Mosquito mania

It must be nearing Summer. The mossies and no-see-ums are beginning to make an impact on our hides despite copious anointments of bug repellent. Seriously, the little tinkers must be passing messages saying “Fresh blood, guys. Pile on.” Mrs S is suffering worse than me, poor lamb, and woke me around four this morning with a shriek when she twisted a muscle trying to apply ointment to an almost inaccessible part of her anatomy. Now she has to sit quietly to let the muscle settle, and my beloved does not sit still very well. Hi-ho. Unfortunately this means I have to do all the driving.

Well, we’ve crossed the Rockies and are well into ranching and oil territory. We missed a turn while admiring a Rocket III whoosh ahead, and because we didn’t realise our error for over half an hour and ended up driving for an hour longer than anticipated. Such are the grid patterns of Albertan roads. No biggie.

The one thing about crossing mile after mile of forest and pasture punctuated with the odd swamp is that it gets boring. Like with the Rockies, you can only take so much awesome in a day. I find when trying to stick to the 110kph (68mph) speed limit on dual carriageways such splendour gets more than a little dull. So much so that I start yawning, provoking a “Bill, you are drifting. Be aware.” from Mrs S, who paraphrased Omar Sharif’s famous line from Lawrence of Arabia at me with a playful slap.
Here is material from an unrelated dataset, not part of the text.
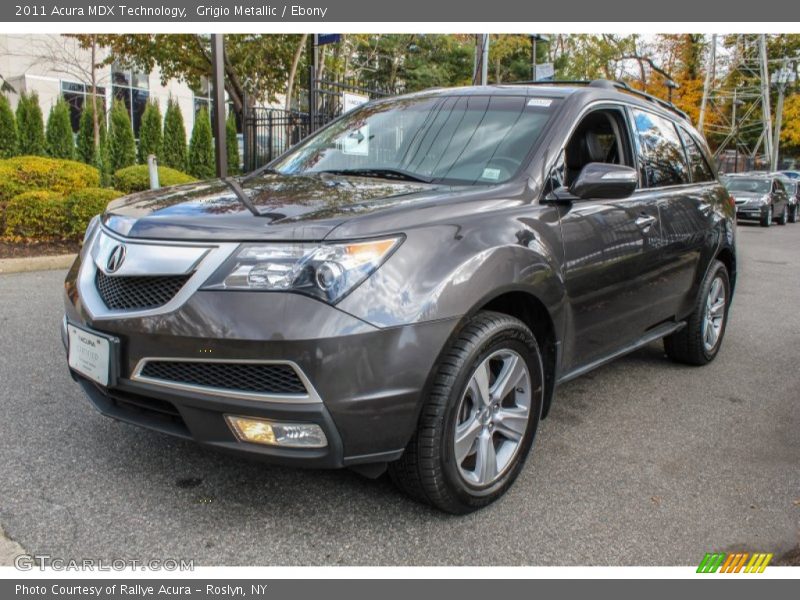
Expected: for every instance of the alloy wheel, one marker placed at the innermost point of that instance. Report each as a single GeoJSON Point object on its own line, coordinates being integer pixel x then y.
{"type": "Point", "coordinates": [714, 317]}
{"type": "Point", "coordinates": [492, 417]}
However, I got the joke, perked up, and an hour later we arrived safely at our hotel.

Anyway, tomorrow is a much shorter hike, with a planned stop off to do a little canoeing en route. Whether I end up doing all the paddling is moot. One thing is certain; those bloody mosquitoes will be trying to make a meal of us. Time for a trip to the drug store for more Deet, then.